About the Author: Marcia Angell, MD, according to her bio on Wikipedia:

Angell is a critic of the pharmaceutical industry.  With Arnold S. Relman, she argues, "The few drugs that are truly innovative have usually been based on taxpayer-supported research done in nonprofit academic medical centers or at the National Institutes of Health. In fact, many drugs now sold by drug companies were licensed to them by academic medical centers or small biotechnology companies."  In 2004, she published The Truth About the Drug Companies: How They Deceive Us and What to Do About It.

Industry Support of Medical Education

Arnold Relman, MD states the ACCME has promulgated voluntary guidelines (actually they are not voluntary) aimed at promoting the quality and independence of educational programs they deliver.  Nevertheless, given the major financial contribution from industry, there has been much discussion in the public media (placed by IMAP and Prescription Project) and within the profession (by his friends), about the influence of industry on medical education and consequently on the behavior of medical practitioners. (I guess in his mind “free” education is a bad thing.  Does that make kids public school a bad thing? They are paid for.)
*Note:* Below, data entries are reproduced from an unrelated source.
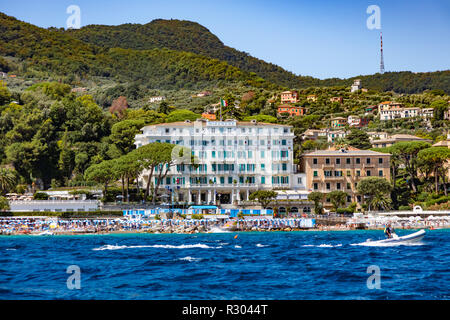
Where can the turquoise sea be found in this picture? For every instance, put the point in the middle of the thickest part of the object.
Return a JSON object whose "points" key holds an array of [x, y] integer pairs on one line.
{"points": [[272, 265]]}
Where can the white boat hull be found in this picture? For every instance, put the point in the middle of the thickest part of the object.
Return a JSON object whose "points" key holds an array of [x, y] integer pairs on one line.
{"points": [[410, 238]]}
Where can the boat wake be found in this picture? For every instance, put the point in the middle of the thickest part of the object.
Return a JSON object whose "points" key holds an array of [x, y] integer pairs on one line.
{"points": [[218, 230], [389, 244], [167, 246], [323, 245], [190, 259]]}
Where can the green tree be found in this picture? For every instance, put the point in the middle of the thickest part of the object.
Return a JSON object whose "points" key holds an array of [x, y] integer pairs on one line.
{"points": [[164, 107], [7, 180], [338, 199], [103, 173], [434, 159], [124, 132], [182, 115], [317, 198], [376, 191], [264, 197], [406, 152], [4, 204], [5, 95], [440, 107]]}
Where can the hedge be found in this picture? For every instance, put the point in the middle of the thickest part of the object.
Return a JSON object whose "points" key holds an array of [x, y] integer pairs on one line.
{"points": [[81, 214]]}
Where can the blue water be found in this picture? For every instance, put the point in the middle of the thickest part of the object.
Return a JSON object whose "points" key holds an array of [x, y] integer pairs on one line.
{"points": [[295, 265]]}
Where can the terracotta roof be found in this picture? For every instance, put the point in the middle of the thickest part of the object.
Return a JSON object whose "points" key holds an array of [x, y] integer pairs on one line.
{"points": [[346, 153]]}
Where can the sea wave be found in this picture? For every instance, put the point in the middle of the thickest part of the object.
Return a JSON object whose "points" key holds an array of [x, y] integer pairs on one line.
{"points": [[190, 259], [323, 245], [372, 244], [162, 246]]}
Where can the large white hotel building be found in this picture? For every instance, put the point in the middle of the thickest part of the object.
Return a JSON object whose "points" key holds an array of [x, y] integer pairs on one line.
{"points": [[234, 159]]}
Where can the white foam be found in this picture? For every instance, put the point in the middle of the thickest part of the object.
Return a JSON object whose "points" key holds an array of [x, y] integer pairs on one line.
{"points": [[166, 246], [218, 230], [190, 259], [389, 244], [323, 245]]}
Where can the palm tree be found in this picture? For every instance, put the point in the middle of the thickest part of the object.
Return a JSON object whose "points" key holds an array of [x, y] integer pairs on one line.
{"points": [[7, 180]]}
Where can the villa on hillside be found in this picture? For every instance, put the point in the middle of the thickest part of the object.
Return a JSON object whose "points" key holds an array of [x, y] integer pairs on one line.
{"points": [[330, 170], [387, 142], [289, 97], [291, 110], [338, 122]]}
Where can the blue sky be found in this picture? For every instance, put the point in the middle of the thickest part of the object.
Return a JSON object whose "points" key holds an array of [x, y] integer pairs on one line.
{"points": [[319, 38]]}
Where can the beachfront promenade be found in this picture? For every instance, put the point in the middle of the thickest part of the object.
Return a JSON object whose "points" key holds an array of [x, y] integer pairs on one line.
{"points": [[47, 225], [211, 223]]}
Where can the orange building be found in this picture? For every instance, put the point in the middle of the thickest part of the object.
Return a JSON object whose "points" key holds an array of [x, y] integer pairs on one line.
{"points": [[289, 97], [209, 115], [291, 110]]}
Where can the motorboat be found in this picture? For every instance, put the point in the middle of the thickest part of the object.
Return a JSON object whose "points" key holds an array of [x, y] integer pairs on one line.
{"points": [[410, 238]]}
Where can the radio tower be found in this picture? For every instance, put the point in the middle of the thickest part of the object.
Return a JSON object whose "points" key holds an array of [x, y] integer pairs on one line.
{"points": [[382, 60]]}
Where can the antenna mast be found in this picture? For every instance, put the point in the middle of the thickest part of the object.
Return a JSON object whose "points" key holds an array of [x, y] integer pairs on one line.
{"points": [[382, 59]]}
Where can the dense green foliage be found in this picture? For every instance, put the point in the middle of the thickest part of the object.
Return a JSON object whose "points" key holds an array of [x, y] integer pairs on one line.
{"points": [[58, 53], [192, 37]]}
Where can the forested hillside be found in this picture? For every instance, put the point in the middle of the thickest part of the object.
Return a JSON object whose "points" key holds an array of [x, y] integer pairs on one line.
{"points": [[55, 53], [192, 37]]}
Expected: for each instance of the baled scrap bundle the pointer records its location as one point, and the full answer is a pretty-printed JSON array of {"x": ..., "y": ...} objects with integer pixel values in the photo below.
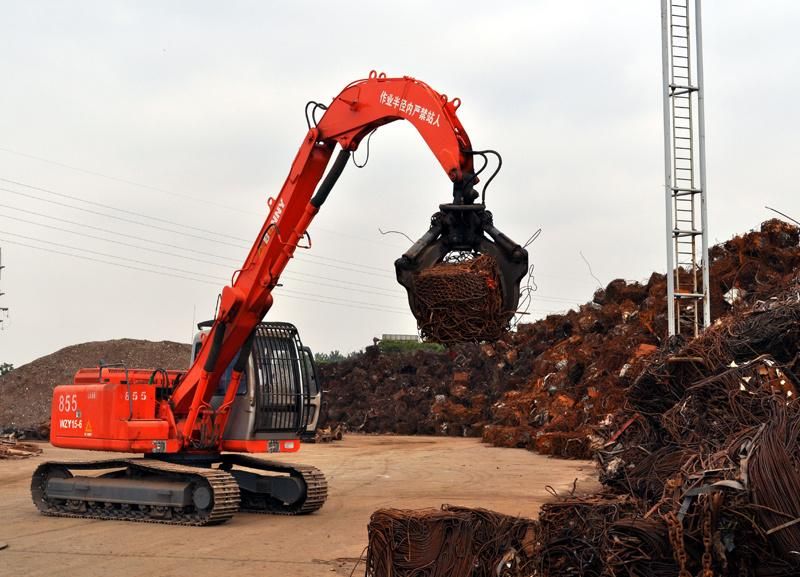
[
  {"x": 502, "y": 545},
  {"x": 452, "y": 542},
  {"x": 574, "y": 534},
  {"x": 424, "y": 543}
]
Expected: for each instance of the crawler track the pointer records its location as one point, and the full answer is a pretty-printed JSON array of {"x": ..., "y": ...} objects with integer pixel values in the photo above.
[
  {"x": 316, "y": 486},
  {"x": 223, "y": 487}
]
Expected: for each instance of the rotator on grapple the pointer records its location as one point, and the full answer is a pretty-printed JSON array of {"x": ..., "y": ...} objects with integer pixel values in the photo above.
[{"x": 247, "y": 390}]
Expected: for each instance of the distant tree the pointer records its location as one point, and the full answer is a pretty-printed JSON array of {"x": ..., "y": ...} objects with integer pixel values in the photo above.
[
  {"x": 331, "y": 357},
  {"x": 334, "y": 356}
]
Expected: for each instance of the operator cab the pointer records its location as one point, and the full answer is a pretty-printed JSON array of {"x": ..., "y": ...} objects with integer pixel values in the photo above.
[{"x": 279, "y": 395}]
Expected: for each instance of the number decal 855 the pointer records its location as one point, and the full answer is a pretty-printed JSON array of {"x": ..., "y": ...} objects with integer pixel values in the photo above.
[{"x": 67, "y": 403}]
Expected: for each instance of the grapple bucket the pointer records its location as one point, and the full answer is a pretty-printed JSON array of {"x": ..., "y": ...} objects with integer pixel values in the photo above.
[{"x": 463, "y": 276}]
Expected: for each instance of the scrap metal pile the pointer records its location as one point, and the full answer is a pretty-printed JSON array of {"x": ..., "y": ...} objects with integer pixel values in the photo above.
[
  {"x": 699, "y": 454},
  {"x": 556, "y": 386},
  {"x": 702, "y": 474}
]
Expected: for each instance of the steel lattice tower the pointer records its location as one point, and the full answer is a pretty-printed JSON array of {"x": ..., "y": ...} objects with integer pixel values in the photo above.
[{"x": 685, "y": 167}]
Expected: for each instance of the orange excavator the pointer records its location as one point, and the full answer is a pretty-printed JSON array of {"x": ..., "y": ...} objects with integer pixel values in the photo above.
[{"x": 195, "y": 468}]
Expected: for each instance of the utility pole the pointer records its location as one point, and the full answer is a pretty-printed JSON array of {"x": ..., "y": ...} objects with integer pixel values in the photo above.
[
  {"x": 688, "y": 297},
  {"x": 3, "y": 310}
]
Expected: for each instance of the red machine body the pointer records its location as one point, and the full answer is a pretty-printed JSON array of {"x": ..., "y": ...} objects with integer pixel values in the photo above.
[{"x": 146, "y": 411}]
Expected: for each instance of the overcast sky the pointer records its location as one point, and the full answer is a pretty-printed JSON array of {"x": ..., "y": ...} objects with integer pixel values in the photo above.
[{"x": 185, "y": 116}]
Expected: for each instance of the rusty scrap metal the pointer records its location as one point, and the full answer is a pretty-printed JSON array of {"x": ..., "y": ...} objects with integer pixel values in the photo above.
[
  {"x": 461, "y": 302},
  {"x": 455, "y": 541}
]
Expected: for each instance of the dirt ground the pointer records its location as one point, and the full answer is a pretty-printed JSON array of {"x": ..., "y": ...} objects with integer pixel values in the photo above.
[{"x": 364, "y": 473}]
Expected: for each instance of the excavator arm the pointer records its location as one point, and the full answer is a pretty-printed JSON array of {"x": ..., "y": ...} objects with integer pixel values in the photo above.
[
  {"x": 360, "y": 108},
  {"x": 168, "y": 414}
]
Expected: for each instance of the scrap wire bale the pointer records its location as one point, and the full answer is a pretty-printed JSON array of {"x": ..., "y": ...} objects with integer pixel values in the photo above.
[
  {"x": 423, "y": 543},
  {"x": 774, "y": 479},
  {"x": 461, "y": 302},
  {"x": 715, "y": 410},
  {"x": 502, "y": 545},
  {"x": 574, "y": 533}
]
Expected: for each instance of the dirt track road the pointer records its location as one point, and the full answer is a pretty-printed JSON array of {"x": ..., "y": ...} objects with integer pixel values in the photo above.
[{"x": 364, "y": 474}]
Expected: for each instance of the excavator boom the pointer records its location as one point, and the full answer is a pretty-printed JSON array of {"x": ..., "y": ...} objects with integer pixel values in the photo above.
[{"x": 169, "y": 415}]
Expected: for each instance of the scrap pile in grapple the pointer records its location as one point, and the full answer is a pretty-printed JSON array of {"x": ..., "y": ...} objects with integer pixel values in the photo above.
[
  {"x": 699, "y": 455},
  {"x": 557, "y": 385},
  {"x": 461, "y": 302},
  {"x": 451, "y": 542}
]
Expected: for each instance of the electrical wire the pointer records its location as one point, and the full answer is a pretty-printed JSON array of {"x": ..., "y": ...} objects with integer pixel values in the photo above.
[
  {"x": 168, "y": 192},
  {"x": 122, "y": 210},
  {"x": 119, "y": 218},
  {"x": 123, "y": 180},
  {"x": 194, "y": 236},
  {"x": 284, "y": 293}
]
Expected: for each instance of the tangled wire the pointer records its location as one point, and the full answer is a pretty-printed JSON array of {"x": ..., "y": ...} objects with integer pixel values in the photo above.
[{"x": 461, "y": 302}]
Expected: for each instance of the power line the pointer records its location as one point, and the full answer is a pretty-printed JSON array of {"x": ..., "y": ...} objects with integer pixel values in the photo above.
[
  {"x": 104, "y": 254},
  {"x": 117, "y": 233},
  {"x": 171, "y": 193},
  {"x": 122, "y": 219},
  {"x": 124, "y": 180},
  {"x": 186, "y": 234},
  {"x": 290, "y": 276},
  {"x": 3, "y": 310},
  {"x": 283, "y": 292},
  {"x": 284, "y": 275},
  {"x": 122, "y": 210},
  {"x": 326, "y": 263}
]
He goes on to cite CEJA (rejected by the AMA House of Delegates), and AAMC task force which did not reject industry support of medical education as justification for eliminating commercial support of CME.

He did concede that neither the AMA or AAMC are prepared to cut off industry support of CME, but each organization did go against gifts. 

So what about CME? His solution is for physicians to pay for their education and for faculty to donate their time, make it part of their full time position.  That faculty in teaching hospitals should be expected to teach in the CME programs sponsored by their institutions, just as they teach in residency and medical school programs.  (I like free labor, what will the doctors think?  Utopia abounds.)

Oh, his financial disclosures are: none (sure)

Arnold S. Relman, MD

Arnold S. Relman is professor emeritus of Medicine and of Social Medicine at the Harvard Medical School. Dr. Relman served as the editor of the Journal of Clinical Investigation from 1962 to 1967 and as editor of the New England Journal of Medicine from 1977 to 1991.

It is interesting to note that Arnold Relman, MD and Marcia Angell, MD have written many articles together including "America's Other Drug Problem: How the Drug Industry Distorts Medicine and Politics" and have fought this fight against industry for a very long time.

This may shock you but Angell and Relman are married, so perhaps they are working together on this (Cathrine called and ask if we could beat out a trash commentary on industry, you write this one, I write the other). What do you think…?

All these commentaries taken together are a testament of the coordination of the anti-industry intelligentsia.